The distributions of the XRCC7 G6721T genotypes among the controls and the lung cancer patients are provided and analyzed in Table II. The genotypes of XRCC7 G6721T were differently distributed between lung cancer and healthy control groups (p=3.6×10−7) (Table II). Statistically speaking, the XRCC7 G6721T heterozygous GT and homozygous GG genotypes were significantly associated with decreased lung cancer risk (OR=0.65, 95% CI=0.49-0.84, p=0.0016; OR=0.42, 95% CI=0.23-0.76, p=0.0040, respectively).
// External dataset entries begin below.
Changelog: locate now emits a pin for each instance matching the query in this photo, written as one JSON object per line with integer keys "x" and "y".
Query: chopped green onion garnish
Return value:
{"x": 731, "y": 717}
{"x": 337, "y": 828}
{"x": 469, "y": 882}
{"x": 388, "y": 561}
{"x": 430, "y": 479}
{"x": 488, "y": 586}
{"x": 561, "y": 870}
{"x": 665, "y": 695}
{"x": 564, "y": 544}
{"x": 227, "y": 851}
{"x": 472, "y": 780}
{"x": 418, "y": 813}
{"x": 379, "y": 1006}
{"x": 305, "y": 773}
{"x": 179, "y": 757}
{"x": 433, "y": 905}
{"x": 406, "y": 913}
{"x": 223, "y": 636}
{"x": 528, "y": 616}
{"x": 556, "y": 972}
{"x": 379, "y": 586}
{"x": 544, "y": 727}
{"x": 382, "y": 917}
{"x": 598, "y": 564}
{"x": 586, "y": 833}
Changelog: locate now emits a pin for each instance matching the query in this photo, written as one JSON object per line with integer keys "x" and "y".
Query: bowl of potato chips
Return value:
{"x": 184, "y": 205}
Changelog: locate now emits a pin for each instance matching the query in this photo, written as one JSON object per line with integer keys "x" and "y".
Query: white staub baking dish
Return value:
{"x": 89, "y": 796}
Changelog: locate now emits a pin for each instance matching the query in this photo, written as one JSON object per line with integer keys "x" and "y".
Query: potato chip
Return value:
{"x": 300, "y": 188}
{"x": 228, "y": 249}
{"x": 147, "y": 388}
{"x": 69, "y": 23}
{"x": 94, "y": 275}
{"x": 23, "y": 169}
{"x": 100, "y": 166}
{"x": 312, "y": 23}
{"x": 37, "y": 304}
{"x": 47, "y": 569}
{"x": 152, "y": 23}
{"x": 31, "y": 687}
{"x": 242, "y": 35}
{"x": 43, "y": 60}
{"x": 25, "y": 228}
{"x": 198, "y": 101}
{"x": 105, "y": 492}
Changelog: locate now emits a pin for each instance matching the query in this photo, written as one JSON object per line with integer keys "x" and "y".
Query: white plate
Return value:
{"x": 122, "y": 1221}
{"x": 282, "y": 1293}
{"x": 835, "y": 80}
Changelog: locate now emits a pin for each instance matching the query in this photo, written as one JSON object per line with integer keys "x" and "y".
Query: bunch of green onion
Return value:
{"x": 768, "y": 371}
The gender ratio of patients with lung cancer in Taiwan is about two males to one female. We are interested in the genotypic contribution of XRCC7 G6721T to gender difference in lung cancer susceptibility. After stratification by the gender, it was found that the genotypes of XRCC7 G6721T were differently distributed among males (p=2.2×10−4) but not females (p=0.6134) (Table III).
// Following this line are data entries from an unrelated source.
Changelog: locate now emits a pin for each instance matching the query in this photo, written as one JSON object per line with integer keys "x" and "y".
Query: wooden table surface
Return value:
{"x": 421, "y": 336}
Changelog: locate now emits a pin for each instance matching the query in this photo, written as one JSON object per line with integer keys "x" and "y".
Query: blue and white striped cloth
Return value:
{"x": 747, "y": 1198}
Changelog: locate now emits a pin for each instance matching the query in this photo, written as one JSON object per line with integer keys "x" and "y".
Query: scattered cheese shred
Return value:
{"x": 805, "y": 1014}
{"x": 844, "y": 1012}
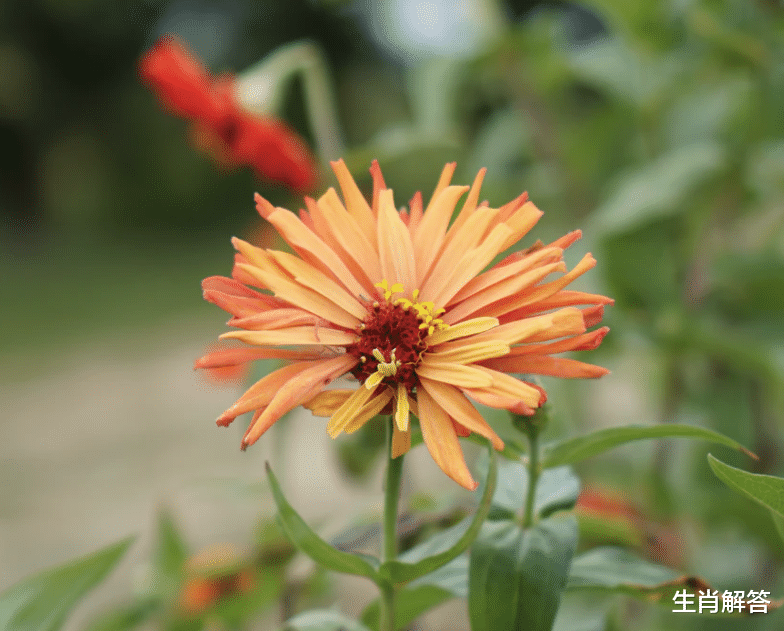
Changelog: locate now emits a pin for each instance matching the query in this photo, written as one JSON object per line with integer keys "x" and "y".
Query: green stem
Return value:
{"x": 533, "y": 476}
{"x": 389, "y": 531}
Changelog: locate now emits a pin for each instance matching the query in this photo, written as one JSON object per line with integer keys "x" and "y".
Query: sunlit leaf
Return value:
{"x": 304, "y": 538}
{"x": 44, "y": 601}
{"x": 616, "y": 569}
{"x": 403, "y": 570}
{"x": 421, "y": 595}
{"x": 573, "y": 450}
{"x": 516, "y": 575}
{"x": 322, "y": 620}
{"x": 767, "y": 490}
{"x": 556, "y": 489}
The interaction of the genotype of XRCC7 G6721T and the smoking behavior of the participants was of great interest since lung cancer is a smoking-related cancer. The results in Table IV show that the genotypic distribution of the variant genotypes of XRCC7 G6721T was significantly different between lung cancer and control groups who were ever smokers (p=3.1×10−4), but not different in the case among the non-smokers (p=0.6885) (Table IV). Overall, it seemed that there was an interaction between XRCC7 G6721T genotype and smoking lifestyle in regard to lung cancer susceptibility.
Discussion
As the catalytic subunit of the DNA-PK complex, XRCC7 play a role in NHEJ via recognition and repair of DNA DSBs (28). It was reported that mice with inactivated components of DNA-PK had severe combined immunodeficiency and hypersensitivity to ionizing radiation (13, 14). In addition, cells defective in DNA-PK components are hypersensitive to ionizing radiation killing due to an inability to repair DSBs effectively (29). The polymorphic site XRCC7 G6721T (rs.7003908), located in intron 8, may regulate alternative splicing and cause mRNA instability (12), associated with altered cancer risk (15-18, 20, 21).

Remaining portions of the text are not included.